WASHINGTON, Oct. 25 (UPI) -- Capital Comment -- News, notes, political rumors, and important events that shape politics and public policy in Washington and the world from United Press International.
Back in the sun -- Tom Slade, the former chairman of the Florida GOP, has agreed to come out of retirement to lead the Duval County Republican organization. Slade, who presided over the remaking of the Florida Republican Party into the state's dominant political force, is being called back to preside over the effort to elect a successor to outgoing Jacksonville Mayor John Delaney, a Republican. Some fear that without a leader of Slade's stature calling the shots, the field of likely GOP candidates would tear each other up so badly that there would be no hope of eventual victory.
Putting off until tomorrow ... -- "Blinded by the Right," David Brock's memoir of his seduction at the hands of right-wing intellectuals, was originally scheduled for October release. The book received a flurry of pre-release publicity over excerpts in which Brock admitted he had been less than truthful in his reporting on the Clarence Thomas-Anita Hill imbroglio. Eagerly anticipated by friends and foes alike, the book's release has now been put off until February 2002, according to the publisher's Web site.
Sooey of relief -- A new poll of 767 adults conducted by the University of Arkansas shows Republican U.S. Sen. Tim Hutchinson with a 58 percent approval rating. The same poll also shows him with a 51 percent favorable rating, which no doubt causes folks at the National Republican Senatorial Committee to breathe a little easier. Hutchinson is one of the two incumbents running for re-election next year about who Republicans are most worried. A basic political rule is that anytime an incumbent shows above 50 percent, they are out of the danger zone. And because the poll was of all adults, who as a sample tend to include more Democrats then the universe of registered voters, Hutchinson is likely in even better shape then the poll suggests.

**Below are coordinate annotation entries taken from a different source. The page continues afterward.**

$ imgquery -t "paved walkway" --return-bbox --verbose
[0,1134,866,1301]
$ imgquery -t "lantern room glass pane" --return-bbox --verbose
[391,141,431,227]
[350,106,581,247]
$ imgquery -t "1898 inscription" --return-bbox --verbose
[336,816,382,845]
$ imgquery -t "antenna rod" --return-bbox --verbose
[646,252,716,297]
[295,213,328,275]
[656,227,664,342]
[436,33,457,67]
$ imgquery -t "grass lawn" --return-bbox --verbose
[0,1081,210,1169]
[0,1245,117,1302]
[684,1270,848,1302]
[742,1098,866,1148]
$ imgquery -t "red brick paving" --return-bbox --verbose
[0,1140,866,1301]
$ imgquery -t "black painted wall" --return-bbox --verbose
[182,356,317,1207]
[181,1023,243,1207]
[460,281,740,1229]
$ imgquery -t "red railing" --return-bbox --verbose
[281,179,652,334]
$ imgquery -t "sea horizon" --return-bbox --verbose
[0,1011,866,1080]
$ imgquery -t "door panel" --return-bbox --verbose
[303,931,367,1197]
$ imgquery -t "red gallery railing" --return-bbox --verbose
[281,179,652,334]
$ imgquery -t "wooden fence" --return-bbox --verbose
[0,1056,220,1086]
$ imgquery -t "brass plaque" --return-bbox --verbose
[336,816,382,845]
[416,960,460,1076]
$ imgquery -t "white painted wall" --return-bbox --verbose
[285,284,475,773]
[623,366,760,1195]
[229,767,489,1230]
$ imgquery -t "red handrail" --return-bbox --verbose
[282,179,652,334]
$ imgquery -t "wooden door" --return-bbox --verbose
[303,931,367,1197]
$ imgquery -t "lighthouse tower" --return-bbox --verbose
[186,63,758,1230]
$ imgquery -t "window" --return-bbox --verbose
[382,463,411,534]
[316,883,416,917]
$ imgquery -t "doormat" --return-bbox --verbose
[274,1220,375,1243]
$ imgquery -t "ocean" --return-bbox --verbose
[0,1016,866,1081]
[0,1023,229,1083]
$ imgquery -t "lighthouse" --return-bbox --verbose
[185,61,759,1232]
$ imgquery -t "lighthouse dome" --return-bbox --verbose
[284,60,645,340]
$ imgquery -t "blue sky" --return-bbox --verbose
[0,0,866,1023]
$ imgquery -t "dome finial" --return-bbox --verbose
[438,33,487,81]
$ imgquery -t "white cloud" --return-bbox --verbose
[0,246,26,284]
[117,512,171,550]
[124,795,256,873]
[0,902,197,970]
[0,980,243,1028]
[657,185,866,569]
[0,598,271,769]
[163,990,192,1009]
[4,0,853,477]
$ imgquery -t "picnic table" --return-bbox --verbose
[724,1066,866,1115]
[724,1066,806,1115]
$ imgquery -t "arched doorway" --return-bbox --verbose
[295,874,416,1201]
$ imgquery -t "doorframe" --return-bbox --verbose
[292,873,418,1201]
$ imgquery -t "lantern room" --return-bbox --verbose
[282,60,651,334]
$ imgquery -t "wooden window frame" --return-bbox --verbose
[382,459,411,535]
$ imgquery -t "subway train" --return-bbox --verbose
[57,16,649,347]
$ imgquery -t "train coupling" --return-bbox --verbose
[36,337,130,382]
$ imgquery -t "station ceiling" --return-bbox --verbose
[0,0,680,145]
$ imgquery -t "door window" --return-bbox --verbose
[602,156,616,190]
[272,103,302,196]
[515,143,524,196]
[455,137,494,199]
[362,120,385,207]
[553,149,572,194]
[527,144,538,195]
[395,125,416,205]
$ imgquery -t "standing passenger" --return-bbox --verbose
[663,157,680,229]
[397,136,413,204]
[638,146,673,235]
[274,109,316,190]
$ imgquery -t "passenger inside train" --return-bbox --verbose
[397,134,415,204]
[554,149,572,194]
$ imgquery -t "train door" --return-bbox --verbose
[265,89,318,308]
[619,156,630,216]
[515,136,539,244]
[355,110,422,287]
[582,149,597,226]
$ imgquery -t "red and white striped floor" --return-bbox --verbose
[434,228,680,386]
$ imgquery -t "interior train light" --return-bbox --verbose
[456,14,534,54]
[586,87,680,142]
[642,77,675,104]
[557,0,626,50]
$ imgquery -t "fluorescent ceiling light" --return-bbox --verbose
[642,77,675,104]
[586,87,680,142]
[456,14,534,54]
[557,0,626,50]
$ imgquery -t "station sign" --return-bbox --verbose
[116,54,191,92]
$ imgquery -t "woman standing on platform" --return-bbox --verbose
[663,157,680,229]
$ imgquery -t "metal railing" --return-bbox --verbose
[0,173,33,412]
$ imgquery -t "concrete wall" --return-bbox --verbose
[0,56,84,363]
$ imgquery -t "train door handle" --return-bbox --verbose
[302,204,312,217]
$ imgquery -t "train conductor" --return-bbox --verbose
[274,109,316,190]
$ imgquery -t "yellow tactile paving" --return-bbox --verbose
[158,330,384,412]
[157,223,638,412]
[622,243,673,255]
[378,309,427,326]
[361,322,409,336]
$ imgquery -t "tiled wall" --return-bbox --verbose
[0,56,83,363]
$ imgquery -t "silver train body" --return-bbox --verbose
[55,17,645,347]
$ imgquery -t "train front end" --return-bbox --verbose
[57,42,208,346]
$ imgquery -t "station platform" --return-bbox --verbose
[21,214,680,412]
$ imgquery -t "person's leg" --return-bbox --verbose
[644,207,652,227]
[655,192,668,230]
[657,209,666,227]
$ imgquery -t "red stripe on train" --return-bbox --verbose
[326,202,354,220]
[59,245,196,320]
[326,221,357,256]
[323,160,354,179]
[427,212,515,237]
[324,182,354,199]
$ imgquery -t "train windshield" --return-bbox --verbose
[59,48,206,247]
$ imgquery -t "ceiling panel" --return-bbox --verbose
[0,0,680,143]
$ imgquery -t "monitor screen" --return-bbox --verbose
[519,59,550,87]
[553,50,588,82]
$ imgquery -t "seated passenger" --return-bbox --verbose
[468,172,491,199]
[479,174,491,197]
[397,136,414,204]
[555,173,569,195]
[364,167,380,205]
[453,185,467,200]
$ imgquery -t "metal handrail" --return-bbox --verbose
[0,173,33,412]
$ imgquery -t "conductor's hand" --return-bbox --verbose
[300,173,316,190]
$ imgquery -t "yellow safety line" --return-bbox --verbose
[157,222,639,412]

Aid and comfort? -- The United States Agency for International Development has announced the award of $26.5 million in grants to the United Nations and other international organizations to assist the people of Afghanistan. The money will be used to provide non-food aid and will be administered through USAID's Office of Foreign Disaster Assistance.
This is getting interesting -- First, there was the Jesse Helms retirement watch. Then North Carolina Secretary of State Elaine Marshall, a Democrat, entered the race, pretty much clearing the field of other serious challengers for her party's nomination. Then Helms announced his retirement. This was quickly followed by an announcement by former U.S. Labor Secretary Elizabeth Dole that she would run on the GOP line. This cleared the GOP field of most all the other serious contenders, potential and otherwise. Then Erskine Bowles, former Clinton White House chief of staff -- who had earlier taken a pass on the race -- announced he was reconsidering and would be getting into the race. Now, if that's not confusing enough, a boomlet has gone up on behalf of C. Boyden Gray, White House counsel in the administration of George Bush the elder. Gray, scion of a wealthy tobacco family, could fund his own race if he chose. So it looks like it could be left versus right and men versus women on both sides of the aisle during the North Carolina primary season. And we all thought that whatever followed Jesse Helms could never be as interesting.
Today, we march! -- The international Act Now to Stop War and End Racism coalition is holding a worldwide "day of action" on Saturday. According to their release, "Thousands of anti-war protestors are expected to rally in (New York's) Times Square against the relentless U.S. bombing in Afghanistan and the continuing assault on civil liberties at home." The coalition says the rally is one of over 100 that well be held in cities around the world, in a statement of international solidarity against the war and the killing of "hundreds if not thousands of civilians" while "preventing millions of starving Afghanis from receiving humanitarian aid." The New York event will end with a teach-in at the School of Humanities on the lower west side of Manhattan.
New Jersey Gap, Day 2 -- Republicans are being tweaked by Democrats for their failure to back the GOP nominee for governor, Bret Schundler, to the hilt. The Democratic Governors' Association sent out its DGA Digest Thursday morning headlined "Is the RNC walking away from Schundler?" gleefully repeating The New Years Times' report that, with less then two weeks to go before the election, "the Republican National Committee has yet to buy a single penny of major television or radio advertising."
Out and in -- Rep. Steve Largent, R-Okla., has finally set the date for his departure from the U.S. House. He resigns to begin his run for governor effective Feb. 12. At the same time, the state legislature has approved a measure that would guarantee that the special election to pick his successor would occur by the 12th, ensuring the residents of his congressional district do not go without a member of Congress for even one day. Oklahoma's Gov. Frank Keating, a fellow Republican, is expected to sign the measure when it reaches his desk if for no other reason than his wife Cathy is the frontrunner in the race to succeed Largent.
Personnel note -- Former U.S. Rep. Mike Pappas, R-N.J., has been named regional administrator of the Small Business Administration for Region II, which oversees New York, New Jersey, Puerto Rico, and the U.S. Virgin Islands.